"Polonius: What do you read, my lord?
Hamlet: "Words, words, words."
Well, yes, when we read or speak or listen, that is all we encounter, mere words, which, unlike sticks and stones, can never hurt us, or so we teach children. Hamlet's answer to Polonius is that it doesn't matter what Hamlet reads, that whatever it is is meaningless, that words are meaningless. Yet this play, itself made of words only, shows the meaning, purposes, and effects of words, which include cruelty, since words can hurt very much and not just our feelings about ourselves.
Words are in fact a species of action and the result of choice. Words are more than mere words to those who depend upon them to represent something like truth, to inspire us, to console, to teach us. Alas, words can also anger, harm, and, most dangerous of all, deceive.
Notwithstanding his claims that he has "great" words, President-elect Trump is pitifully lacking in good words, in accurate words. Is Pakistan really a "fantastic" nation full of "fantastic" people and led by a "fantastic" leader, as Donald Trump has recently said?
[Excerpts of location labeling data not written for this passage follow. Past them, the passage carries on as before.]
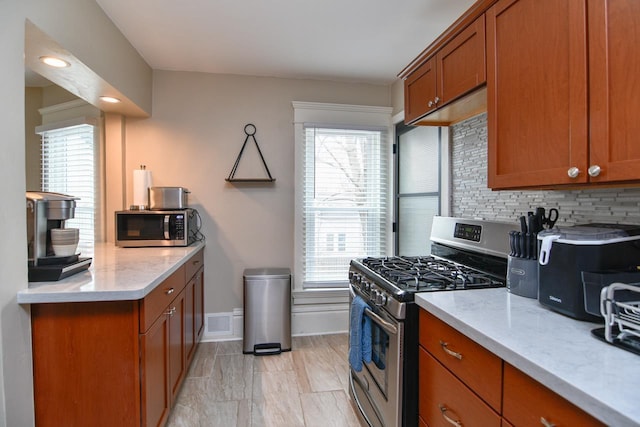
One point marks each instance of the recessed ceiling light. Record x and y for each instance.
(54, 62)
(109, 99)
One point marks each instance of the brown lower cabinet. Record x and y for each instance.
(117, 363)
(450, 393)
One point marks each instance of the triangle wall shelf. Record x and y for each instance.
(249, 130)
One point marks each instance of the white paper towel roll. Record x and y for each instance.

When he said he "saw" hundreds of Muslims in America celebrate the horror of 9/11, his words were fully as perilous as a bomb thrown into a crowd. More recently, he exchanged words with the president of Taiwan, violating established diplomacy. Examples of irresponsible talk abound from the 2016 campaign, but now that it's over, Americans can and should assert a higher standard of active citizenship that listens, reads, judges, and most of all uses words critically and accurately. No excuses remain.
I doubt we can quickly or thoroughly change Mr. Trump's bad habits of careless speech, regardless of who is advising him. Those of us who worry most about the degradation of truth can, however, focus our resistance to the debasing of language. Accordingly, as we make ourselves the loyal opposition, we commit to name every misrepresentation, every unfounded assertion, every flattery of tyrants, every overly-general or unfair accusation. We plan to speak truth to power.
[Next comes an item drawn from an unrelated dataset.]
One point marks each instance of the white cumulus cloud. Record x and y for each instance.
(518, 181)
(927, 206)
Over my decades teaching writing, I never let pass without comment any vague use of the word great. "Do you mean famous? large? powerful? important? good?" I'd comment. To make something "great again" surely first requires understanding what the word great means now and what it meant in the past, and much of the divide we now endure stems from people's not sharing the same meanings for words: in that way, the rise of Trumpism has made clear what before was hidden.
I'd be happy to agree that American citizens should try to make America great again if that means to return to the clear humanity of Abraham Lincoln or the hopefulness of a young President Kennedy or to the heroism of the civil rights workers or the sacrifices of American soldiers or indeed the promise of justice that lives in the Constitution, which our Presidents swear to defend in the words of their oath of office. I suspect these are not the values defining "great" of those who even now yell for the President-elect to throw Hillary Clinton in jail, albeit I seriously doubt one in a thousand could even name the supposed crime or explain how any President could exercise such unconstitutional powers. The Presidency is the most powerful office in our nation, but it is also limited in ways that would irritate any despot.
Much of the power of the American Presidency lies not in the exercise of force but in the authority and stature of the office such that Presidential words must be attended to. The Presidency is a pulpit (a "bully" one) to do good. This is a truth that President Obama knows well, as his soaring rhetoric has shown. Mr. Trump also gets the point, at least in part: when he tweeted this week attacking Boeing, the stock shares fell precipitously: now that’s power.
We do no disservice to our country when we demand high standards in Presidential speech: we show thereby that we honor the office.